Inti Gagasan Pembaruan Wahib

Beragam persoalan yang diungkapkan Wahib dalam buku tersebut, menunjukkan minatnya yang luas terhadap berbagai bidang. Oleh Djohan Effendy, kawan terdekat sekaligus editor buku, persoalan itu dibagi ke dalam empat bagian: masalah keagamaan yang menempati porsi terbesar, soal politik dan budaya, dunia kemahasiswaan dan keilmuan, dan soal-soal yang menyangkut kehidupan pribadi. Di sini akan disinggung sekilas tema-tema pemikirannya yang saya anggap penting.

Kritik terhadap umat Islam

Di bagian awal buku, Wahib mengungkapkan kekecewaannya akan kondisi umat Islam saat itu, yang menurutnya belum mampu menerjemahkan kebenaran Islam dalam suatu program pencapaian (PPI, 18). Antara cita dan kenyataan masih jauh jaraknya. Dalam pandangan Wahib, agama (Islam) telah kehilangan daya serap dalam masalah-masalah dunia, dus terpisahnya agama dari masalah dunia. Jadi tanpa disadari, umat Islam telah menganut sekularisme, meskipun dengan lantang sering menentang sekularisme (PPI, 37).

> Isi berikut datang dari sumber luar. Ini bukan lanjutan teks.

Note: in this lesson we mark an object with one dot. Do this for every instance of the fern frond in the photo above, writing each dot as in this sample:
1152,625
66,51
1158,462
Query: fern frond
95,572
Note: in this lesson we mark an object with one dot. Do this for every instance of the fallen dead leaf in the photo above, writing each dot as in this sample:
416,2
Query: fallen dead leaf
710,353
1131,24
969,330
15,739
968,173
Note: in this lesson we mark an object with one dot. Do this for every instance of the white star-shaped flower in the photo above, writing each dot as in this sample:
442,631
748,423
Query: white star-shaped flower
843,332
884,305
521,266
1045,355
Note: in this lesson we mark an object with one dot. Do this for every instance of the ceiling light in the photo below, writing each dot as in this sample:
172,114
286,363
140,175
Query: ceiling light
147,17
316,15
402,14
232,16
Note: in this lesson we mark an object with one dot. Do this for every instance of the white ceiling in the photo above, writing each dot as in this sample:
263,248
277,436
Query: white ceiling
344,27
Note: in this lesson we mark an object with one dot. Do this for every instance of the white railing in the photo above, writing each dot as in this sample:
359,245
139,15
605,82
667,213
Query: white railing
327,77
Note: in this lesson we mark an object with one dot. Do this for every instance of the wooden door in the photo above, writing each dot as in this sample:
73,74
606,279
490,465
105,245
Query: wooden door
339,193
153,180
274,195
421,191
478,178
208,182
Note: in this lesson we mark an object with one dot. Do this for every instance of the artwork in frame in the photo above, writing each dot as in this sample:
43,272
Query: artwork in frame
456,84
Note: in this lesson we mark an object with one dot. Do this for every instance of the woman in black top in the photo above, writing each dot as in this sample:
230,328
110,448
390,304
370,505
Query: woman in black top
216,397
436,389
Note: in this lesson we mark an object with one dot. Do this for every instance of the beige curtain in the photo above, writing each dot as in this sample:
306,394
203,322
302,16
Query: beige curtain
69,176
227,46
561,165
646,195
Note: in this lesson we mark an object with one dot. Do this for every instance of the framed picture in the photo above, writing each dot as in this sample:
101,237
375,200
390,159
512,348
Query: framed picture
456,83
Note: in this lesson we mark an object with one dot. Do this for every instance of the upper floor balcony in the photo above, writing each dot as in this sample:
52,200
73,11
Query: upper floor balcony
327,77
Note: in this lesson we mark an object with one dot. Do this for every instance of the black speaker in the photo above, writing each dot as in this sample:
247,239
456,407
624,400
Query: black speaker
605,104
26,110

Kekecewaan Wahib juga diarahkannya pada organisasi-organisasi Islam. Apalagi tantangan pertama terhadap gagasan-gagasannya justru berasal dari kalangan HMI, sebuah organisasi yang menghimpun mahasiswa Islam, dari mana dia memulai pembaruannya. HMI saat itu masih belum bisa melepaskan ketergantungan baik secara emosional maupun politis dengan tokoh-tokoh Masyumi. Partai politik yang pernah dibekukan Soekarno itu, bersama Muhammadiyah, kerap menjadi sasaran utama kritik Wahib. Perjuangan politik Masyumi, menurutnya, terlalu yuridis-formalistis, hanya berkutat pada aspek-aspek lahiriah dari ajaran Islam. Senafas dengan itu, ia juga menilai Muhammadiyah telah berhenti sebagai organisasi pembaharu karena tidak lagi gelisah dan merasa cukup puas dengan ide-ide yang sudah ada. Muhammadiyah telah kehilangan élan vital pembaruannya, yakni kemauan untuk mencari dan bertanya, mengkritik diri, dan tidak terdapat lagi benturan ide-ide yang intensif di dalamnya.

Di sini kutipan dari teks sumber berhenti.